Firstly, a justification of the actor as the unit of abstraction for embedded programming is made. To show this, a number of applications which covered the different equivalence classes of activity found in embedded applications were used to compare this work with the popular TinyOS/nesC system. In terms of linguistic complexity, Ensemble applications express much simpler, functionally equivalent code when compared to nesC equivalents. Performance comparisons show that when Ensemble is compiled to C code directly, it provides at least equivalent performance to TinyOS, and still had plenty of RAM and ROM available on the embedded hardware. This chapter also discussed the runtime cost of interpreting Ensemble applications by the custom Ensemble VM on resource-constrained hardware. The results show comparable performance for typical embedded applications to the native performance, and do not show excessive resource consumption. Hence,

interpreted applications are a valid base to explore runtime adaptation on embedded

devices. Also, this section proves that the movable memory space can be used to reduce the increased heap fragmentation and allocation costs incurred by the use of automatic garbage collection and shared-nothing semantics.

Secondly, a justification that using an actor-based abstraction for programming

accelerator-based concurrency is made. Specifically, by noting the parallels between the two programming models, an actor is used to abstract the representation of a kernel, and channel-based communication abstracts the explicit data movements between actors, kernel

or otherwise. The use of objective software complexity metrics have shown that the

actor-based abstraction is significantly simpler when compared to equivalent C and simpler when compared to equivalent OpenACC implementations across a range of applications. Also, performance results show significant improvements when compared to OpenACC, and comparable performance to C. By using the movable heap space, developers are able to leave data on an accelerator (a common optimisation) to improve performance, without violating the shared nothing semantics of the actor model.

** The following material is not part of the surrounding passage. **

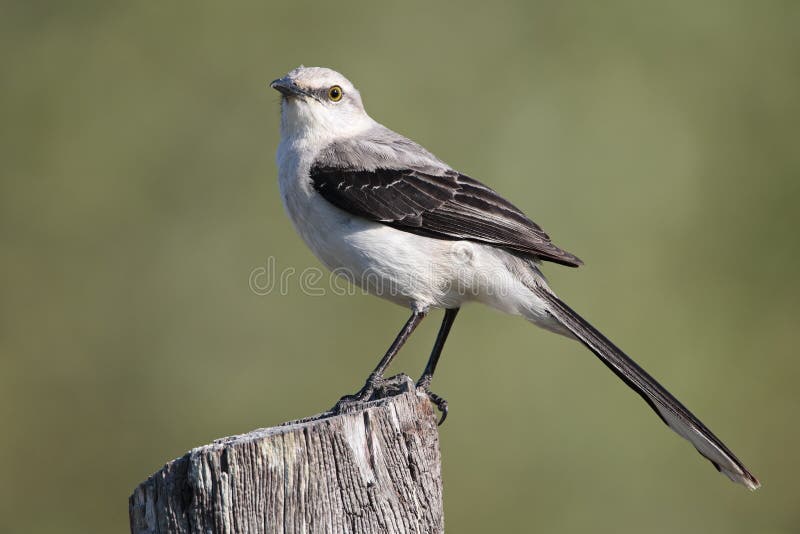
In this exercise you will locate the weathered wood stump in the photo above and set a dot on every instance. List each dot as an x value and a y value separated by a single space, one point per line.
373 469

Thirdly, a justification of using actors as an abstraction for adaptive computation is made. Given the description in previous chapters of how adaptation, as expressed in Ensemble, overcomes or addresses the limitations in other actor-based languages, this section focuses on performances results. There are performance results for an embedded device

communicating over Bluetooth to show that such adaptation is both possible and feasible; limitations in the hardware prevented a full set of experiments. Also, there was reference to a suite of micro benchmarks in Appendix C showing the minimal cost of individual

adaptation operations, as well as a discussion and results showing the ease of applying adaptation to kernel-actors and the limited cost of doing so. To motivate the argument of the actor as the unit of adaptation, two applications were created to represent a number of use cases for adaptation: a draughts computer game and a mobile media player. The results showed that little effort was required to apply adaptation to these applications, and that the performance costs for discovery, spawn, or migration were minimal compared to the potential performance improvements that runtime adaptation offered.